I used to run Tixati 24hr/6 days a week for a very long time (seeding) and I can now only imagine how many gigabytes of useless SSD writes there has been. I now only use Tixati to convert magnet hashes to torrent files, as I've returned to my other favorite torrent client (which of course I have monitored for disc writes while seeding/idle, and there is less than 1(one)MB(megabyte) per 24 hour period.)
by Guest on 2016/03/05 12:07:28 AM    
not to belittle this issue, as these are really unnecessary writes and should be eliminated soon as possible

BUT, today's SSDs can take writes above 1000 TB with ease ... so don't panic, surely it can take it until fix
by dr_rimzi on 2016/03/05 12:08:10 AM    
500 torrents on standby seed mode, 50-60 on active seed. More than 20 GB written by tixati to SSD. Not a laughing matter.

You can laugh all you want, but this is my (and yours, everyone's) SSD taking a hit for useless writes that Tixati performs. I'm still waiting for a proper developer to respond, and not random trolls.
by Guest on 2016/03/05 06:34:01 AM    
may you please provide statistics by files from "resource monitor" (start -> run -> "resmon" -> enter). what is main reson? temporaty files or core.dat updates?

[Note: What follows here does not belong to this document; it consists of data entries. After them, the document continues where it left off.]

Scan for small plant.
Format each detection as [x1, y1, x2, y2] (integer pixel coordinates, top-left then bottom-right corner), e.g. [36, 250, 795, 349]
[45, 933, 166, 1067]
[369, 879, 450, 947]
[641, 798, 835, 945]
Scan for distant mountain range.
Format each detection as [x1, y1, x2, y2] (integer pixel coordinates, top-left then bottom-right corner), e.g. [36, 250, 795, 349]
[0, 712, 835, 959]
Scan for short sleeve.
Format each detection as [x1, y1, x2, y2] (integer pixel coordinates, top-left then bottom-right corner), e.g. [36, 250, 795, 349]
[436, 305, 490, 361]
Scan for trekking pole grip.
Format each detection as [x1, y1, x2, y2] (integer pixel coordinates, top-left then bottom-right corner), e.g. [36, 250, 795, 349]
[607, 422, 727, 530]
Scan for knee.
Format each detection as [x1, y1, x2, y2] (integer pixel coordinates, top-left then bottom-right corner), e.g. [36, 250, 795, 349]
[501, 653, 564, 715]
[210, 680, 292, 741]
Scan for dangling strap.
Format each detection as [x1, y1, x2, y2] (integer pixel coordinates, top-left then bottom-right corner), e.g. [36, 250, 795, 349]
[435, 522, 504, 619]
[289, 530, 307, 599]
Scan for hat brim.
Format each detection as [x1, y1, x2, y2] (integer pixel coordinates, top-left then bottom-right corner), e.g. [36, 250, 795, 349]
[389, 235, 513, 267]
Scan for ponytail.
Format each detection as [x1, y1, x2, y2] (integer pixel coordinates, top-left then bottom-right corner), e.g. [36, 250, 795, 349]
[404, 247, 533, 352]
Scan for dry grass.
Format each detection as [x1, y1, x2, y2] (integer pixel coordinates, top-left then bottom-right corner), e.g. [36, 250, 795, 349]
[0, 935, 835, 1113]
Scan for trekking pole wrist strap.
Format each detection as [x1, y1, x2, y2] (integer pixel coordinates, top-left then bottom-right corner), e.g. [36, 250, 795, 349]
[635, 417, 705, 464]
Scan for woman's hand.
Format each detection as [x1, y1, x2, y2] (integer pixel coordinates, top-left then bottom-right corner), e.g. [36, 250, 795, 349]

and if you are so concerned about amount of data written, you may
1) place "incomplete pieces" folder on normal disk
2) run tixati from ramdisk with copy back to ssd on shutdown (if you can afford SSD then you certanly can afford more RAM). you may use some symbolic links (mklink.exe) to direct specific files or folders to another drive
3) kindly ask devs to add option of adjustable interval between disk flush of core.dat (every XXX minutes or "on shutdown")
by Guest on 2016/03/05 01:34:30 PM    
I'm afraid Resource Monitor is not a tool for collecting such statistics, as it displays only current Write speed. Does anyone know how to collect such data over a period of time per file?
by dr_rimzi on 2016/03/05 01:48:29 PM    

Bursts of such writes determine that most of that data goes into core2.dat file.
by BMu33 on 2016/03/05 02:24:10 PM    
As guest mentioned, you can work-around this by running tixati portable edition from a spinning disk. Use the settings import/export feature to keep all of your setting when you switch.
by SSTREGG on 2016/03/06 05:08:49 PM    
You can collect data using Sysinternals Process Monitor.

Set filter to:
1. Process is tixati.exe
2. Operation is WriteFile
3. Path begins with _your_tixati_user_profile_folder_ (example: X:\Users\UserName\AppData\Roaming\tixati)

On my machine, in summary for 20 minutes, were writed ~43 mb of data to core2.dat.temp.

Summary: http://i.imgur.com/pklELuF.png

You can avoid it by using a portable edition (as said above), or create symlink to tixati user profile folder in a different place on your HDD. But I think it is too much, especially when tixati is running 24/7 :(
by dr_rimzi on 2016/03/07 06:39:03 PM    
I could only run Tixati for about an hour, maybe even less, because it crashed when Process Monitor was running.
But the data I managed to collect is very interesting:

http://i.imgur.com/qMq1gaJ.png
by Guest on 2017/06/20 09:08:30 AM    
Was this fixed in newer versions or should I use the portable version?